NEW YORK (CNN/Money) - Stunned by the big turn U.S. interest rates have taken over the past three weeks? It ain't nothing compared to what's been happening in Japan.
After crashing to a low of 0.43 percent (no, that's not a typo), yields on Japan's benchmark 10-year government bond began to rise. At the beginning, investors thought it was nothing but a minor adjustment -- everybody had written off Japan's economy long ago, and the notion that the country's interest rates could rise significantly was anathema.
But then they kept on rising, and a tinge of nervousness crept into the Japanese bond market that maybe the long era of plunging yields was coming to an end. Tuesday's Tankan report -- a closely watched measure of business sentiment that showed large manufacturers at their least pessimistic level in two years -- pushed the market's worry, and bond yields, higher still.

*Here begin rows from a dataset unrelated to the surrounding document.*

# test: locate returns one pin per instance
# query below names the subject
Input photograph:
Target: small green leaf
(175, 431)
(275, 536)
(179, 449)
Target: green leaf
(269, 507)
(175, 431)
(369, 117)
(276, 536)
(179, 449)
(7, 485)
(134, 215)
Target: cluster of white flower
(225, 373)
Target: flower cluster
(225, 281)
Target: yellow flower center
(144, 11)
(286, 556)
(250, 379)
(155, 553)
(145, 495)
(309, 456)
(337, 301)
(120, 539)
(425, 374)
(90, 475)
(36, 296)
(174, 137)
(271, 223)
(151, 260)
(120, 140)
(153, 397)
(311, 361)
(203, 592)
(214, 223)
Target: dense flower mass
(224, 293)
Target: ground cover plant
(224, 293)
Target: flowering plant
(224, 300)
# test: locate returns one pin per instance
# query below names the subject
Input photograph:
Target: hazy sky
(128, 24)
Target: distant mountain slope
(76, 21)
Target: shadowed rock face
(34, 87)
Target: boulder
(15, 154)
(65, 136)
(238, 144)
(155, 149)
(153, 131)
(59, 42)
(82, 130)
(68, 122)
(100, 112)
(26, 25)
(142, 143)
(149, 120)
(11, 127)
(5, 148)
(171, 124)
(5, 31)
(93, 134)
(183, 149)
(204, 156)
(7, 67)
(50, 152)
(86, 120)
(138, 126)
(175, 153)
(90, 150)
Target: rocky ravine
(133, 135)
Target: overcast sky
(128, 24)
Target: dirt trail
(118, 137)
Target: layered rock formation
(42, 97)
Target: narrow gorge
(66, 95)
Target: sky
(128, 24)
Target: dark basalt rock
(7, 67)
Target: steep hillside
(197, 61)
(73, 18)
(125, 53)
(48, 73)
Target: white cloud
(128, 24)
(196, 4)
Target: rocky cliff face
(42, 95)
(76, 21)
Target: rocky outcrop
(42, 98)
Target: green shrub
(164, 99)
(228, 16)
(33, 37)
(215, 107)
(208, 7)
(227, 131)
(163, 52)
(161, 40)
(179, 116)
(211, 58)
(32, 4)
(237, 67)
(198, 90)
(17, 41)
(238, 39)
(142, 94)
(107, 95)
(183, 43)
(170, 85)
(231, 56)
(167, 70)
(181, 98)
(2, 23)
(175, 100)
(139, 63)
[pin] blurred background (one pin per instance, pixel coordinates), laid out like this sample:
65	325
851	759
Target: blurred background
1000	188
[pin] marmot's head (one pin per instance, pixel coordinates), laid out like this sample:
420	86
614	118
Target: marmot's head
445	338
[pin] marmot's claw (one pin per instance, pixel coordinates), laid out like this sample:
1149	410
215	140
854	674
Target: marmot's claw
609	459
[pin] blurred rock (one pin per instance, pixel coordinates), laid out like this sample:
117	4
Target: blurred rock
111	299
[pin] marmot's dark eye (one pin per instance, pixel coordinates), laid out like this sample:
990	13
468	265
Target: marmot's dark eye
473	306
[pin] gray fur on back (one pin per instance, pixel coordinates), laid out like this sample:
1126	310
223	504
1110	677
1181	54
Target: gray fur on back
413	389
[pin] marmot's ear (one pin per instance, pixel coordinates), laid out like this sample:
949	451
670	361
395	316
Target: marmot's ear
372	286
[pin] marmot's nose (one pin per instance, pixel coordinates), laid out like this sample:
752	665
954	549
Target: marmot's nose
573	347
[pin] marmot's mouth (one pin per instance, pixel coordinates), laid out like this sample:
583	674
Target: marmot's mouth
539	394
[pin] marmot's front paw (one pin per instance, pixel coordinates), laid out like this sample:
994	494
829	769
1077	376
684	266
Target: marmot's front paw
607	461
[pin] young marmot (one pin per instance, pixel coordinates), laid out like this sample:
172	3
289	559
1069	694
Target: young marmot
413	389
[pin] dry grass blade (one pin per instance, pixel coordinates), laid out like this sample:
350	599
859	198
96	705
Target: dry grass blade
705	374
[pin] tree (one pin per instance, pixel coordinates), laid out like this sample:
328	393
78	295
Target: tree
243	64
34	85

Then came the government's ¥1.9 billion bond auction Thursday, a huge disappointment. With relatively few investors interested in the new issue, the yield on the 10-year bond shot up 0.23 percentage points to 1.12 percent.
The big drop in Japanese bonds could have major implications. For years now investors have used Japan as a source of cheap capital for investments elsewhere. In what is called the carry trade, they borrow at low Japanese rates and buy higher yielding issues, like U.S. Treasurys or European bonds. And because the Japanese government is so intent on not allowing the yen to strengthen against the dollar, they don't have to worry too much over getting hammered by currency changes.
But the sharp rise in Japanese bond yields throws that equation out the window, forcing them to unwind the carry trades. To do that they have to sell the stuff they bought and then pay back their creditors. If, heaven forfend, they've used leverage to maximize their investments return, things can get really messy. That's what happened in 1998, when the hedge fund Long Term Capital Management blew up.